A cultura racista e de preconceitos contra os negros no Brasil é imensa. É um absurdo e também contraditória: nunca se falou tanto em Deus Salvador como nos nossos dias; nunca se abriu tantas igrejas; jamais tivemos uma parcela da população com tamanha instrução superior; nunca tivemos uma população majoritária na classe média; informações científicas nunca foram tão esclarecedoras; jamais na história da humanidade se produziu tanta tecnologia usada para interação social. Porém, o crime de racismo e os preconceitos contra os povos negros só crescem.
Até na infância e no mundo de pobreza o tratamento aos brasileiros negros são sentidos. Quando criança, morador próximo de uma lixeira, eu tinha dezenas de crianças negras como coleguinhas, na hora da chegada do caminhão para despejar o lixo, presenciei que os operadores dos carros sempre entregavam os melhores descartáveis para os meninos (as) que não eram negros (as).
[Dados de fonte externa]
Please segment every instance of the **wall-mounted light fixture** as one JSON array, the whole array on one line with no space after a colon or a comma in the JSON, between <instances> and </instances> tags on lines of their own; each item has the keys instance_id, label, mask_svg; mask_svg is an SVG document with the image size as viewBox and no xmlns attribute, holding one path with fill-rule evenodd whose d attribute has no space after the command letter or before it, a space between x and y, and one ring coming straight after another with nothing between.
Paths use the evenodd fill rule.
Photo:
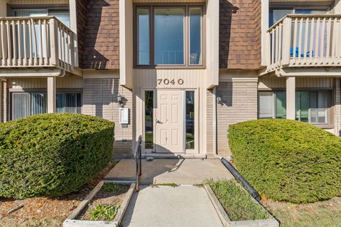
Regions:
<instances>
[{"instance_id":1,"label":"wall-mounted light fixture","mask_svg":"<svg viewBox=\"0 0 341 227\"><path fill-rule=\"evenodd\" d=\"M117 104L121 107L123 106L123 96L119 94L117 95Z\"/></svg>"},{"instance_id":2,"label":"wall-mounted light fixture","mask_svg":"<svg viewBox=\"0 0 341 227\"><path fill-rule=\"evenodd\" d=\"M221 95L217 96L217 104L222 104L222 99Z\"/></svg>"}]
</instances>

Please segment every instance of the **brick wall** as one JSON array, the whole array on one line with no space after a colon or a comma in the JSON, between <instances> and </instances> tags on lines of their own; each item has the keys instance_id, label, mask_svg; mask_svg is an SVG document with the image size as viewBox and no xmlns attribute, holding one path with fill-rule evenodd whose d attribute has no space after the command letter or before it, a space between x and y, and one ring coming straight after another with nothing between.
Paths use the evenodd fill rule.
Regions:
<instances>
[{"instance_id":1,"label":"brick wall","mask_svg":"<svg viewBox=\"0 0 341 227\"><path fill-rule=\"evenodd\" d=\"M220 68L259 68L261 0L220 1Z\"/></svg>"},{"instance_id":2,"label":"brick wall","mask_svg":"<svg viewBox=\"0 0 341 227\"><path fill-rule=\"evenodd\" d=\"M222 104L217 104L217 149L218 155L230 155L227 130L229 126L257 118L257 82L220 82L217 95L222 96ZM207 109L213 109L213 94L207 94ZM208 112L210 111L208 109ZM212 116L212 114L211 114ZM212 117L207 114L207 157L213 154ZM212 133L210 133L212 132ZM212 137L210 138L210 137Z\"/></svg>"},{"instance_id":3,"label":"brick wall","mask_svg":"<svg viewBox=\"0 0 341 227\"><path fill-rule=\"evenodd\" d=\"M81 48L85 69L119 68L119 0L79 0L87 2L86 26ZM81 5L81 4L80 4ZM82 9L82 11L84 9ZM80 14L84 15L84 11ZM131 44L132 45L132 44Z\"/></svg>"},{"instance_id":4,"label":"brick wall","mask_svg":"<svg viewBox=\"0 0 341 227\"><path fill-rule=\"evenodd\" d=\"M119 92L127 100L125 107L130 109L130 123L126 127L119 124L119 106L117 105ZM119 79L84 79L82 112L115 122L114 157L131 157L132 107L132 92L119 86Z\"/></svg>"}]
</instances>

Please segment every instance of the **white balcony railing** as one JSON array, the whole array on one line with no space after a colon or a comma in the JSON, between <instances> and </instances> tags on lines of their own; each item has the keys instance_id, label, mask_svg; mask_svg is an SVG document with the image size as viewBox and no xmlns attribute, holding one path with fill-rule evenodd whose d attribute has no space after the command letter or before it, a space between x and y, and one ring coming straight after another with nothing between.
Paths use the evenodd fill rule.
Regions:
<instances>
[{"instance_id":1,"label":"white balcony railing","mask_svg":"<svg viewBox=\"0 0 341 227\"><path fill-rule=\"evenodd\" d=\"M341 66L341 15L287 15L266 34L267 72Z\"/></svg>"},{"instance_id":2,"label":"white balcony railing","mask_svg":"<svg viewBox=\"0 0 341 227\"><path fill-rule=\"evenodd\" d=\"M53 16L0 18L0 67L75 66L74 33Z\"/></svg>"}]
</instances>

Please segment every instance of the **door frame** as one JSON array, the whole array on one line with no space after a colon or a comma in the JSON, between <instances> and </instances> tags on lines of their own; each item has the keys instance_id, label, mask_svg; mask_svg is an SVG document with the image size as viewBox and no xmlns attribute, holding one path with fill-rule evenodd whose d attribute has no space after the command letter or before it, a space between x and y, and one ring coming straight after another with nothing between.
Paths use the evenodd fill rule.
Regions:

Cresci testemunhando vários casos de racismos contra negros: um menino que não podia usar penteado afro na escola; um estudante que teve que comprovar sua condição de discente numa abordagem policial dura e cheia de agressões verbais, num transporte coletivo; a negação de um trabalho intelectual e complexo para uma moça com curriculum acadêmico extraordinário; “chuvas” de pedras na casa do pai de santo quando ele começava o ritual da religião afrodescendente, dentre outros.
Entrei nas faculdades e não vi meus coleguinhas de infância nas salas de aulas, nem nos cursos de Ciências Sociais, de Letras, de Direito e nem nas pós-graduações. Era ainda mais raro um docente negro ministrando aulas nas instituições de ensino superior. Nesses ambientes, assisti intensos debates sobre a proposta de implantação de cota para estudantes negros nas universidades. Os defensores falavam que o Brasil tinha uma dívida social com eles e era preciso inclusão, que, a educação superior era a porta de entrada para isso, por outro lado, alguns defendiam que a lei devia ser para todos, independente de cor ou de raça.

É fato que o Brasil é um País de milhões de pobres. Porém, não podemos esquecer que dos 500 anos do País, 300 anos foram de escravidão negra, uma época em que um ser humano era apenas propriedade do outro. Recentemente, em São Paulo, um professor universitário foi xingado de “macaco” e esfaqueado num supermercado tão somente por ser negro. Lá, o agressor reproduziu o pensamento colonial e escravocrata de que lugar de negro é nas senzalas e fora do convívio social dos abastados. O professor afirmou num veículo de comunicação que “é muito cansativo atravessar sua humanidade tendo de provar que é humano”.
Todos somos Humanos. A grande riqueza da vida está justamente nas diversas culturas de homens e mulheres, suas origens, crenças e sentimentos. O racismo contra o negro ou contra qualquer outro povo, o preconceito e a política que alimenta o ódio não devem prosperar no mundo civilizado e no Brasil do século 21. Não podemos aceitar ou suportar que o racismo seja uma cultura institucionalizada e que mova sentimentos de pessoas e ações de governos.
Não devemos suportar ainda que governante seja aplaudido pelos mais ricos e pelos mais “escolarizados” por causa do seu ódio e pela sua incapacidade de entender a importância cultural, econômica e social dos negros, dos povos indígenas e das mulheres para a construção do Brasil. As instituições de Estado, os governantes e o povo devem uma profunda reflexão sobre o País que estamos construindo.
Carlos Santiago é sociólogo, analista político e advogado.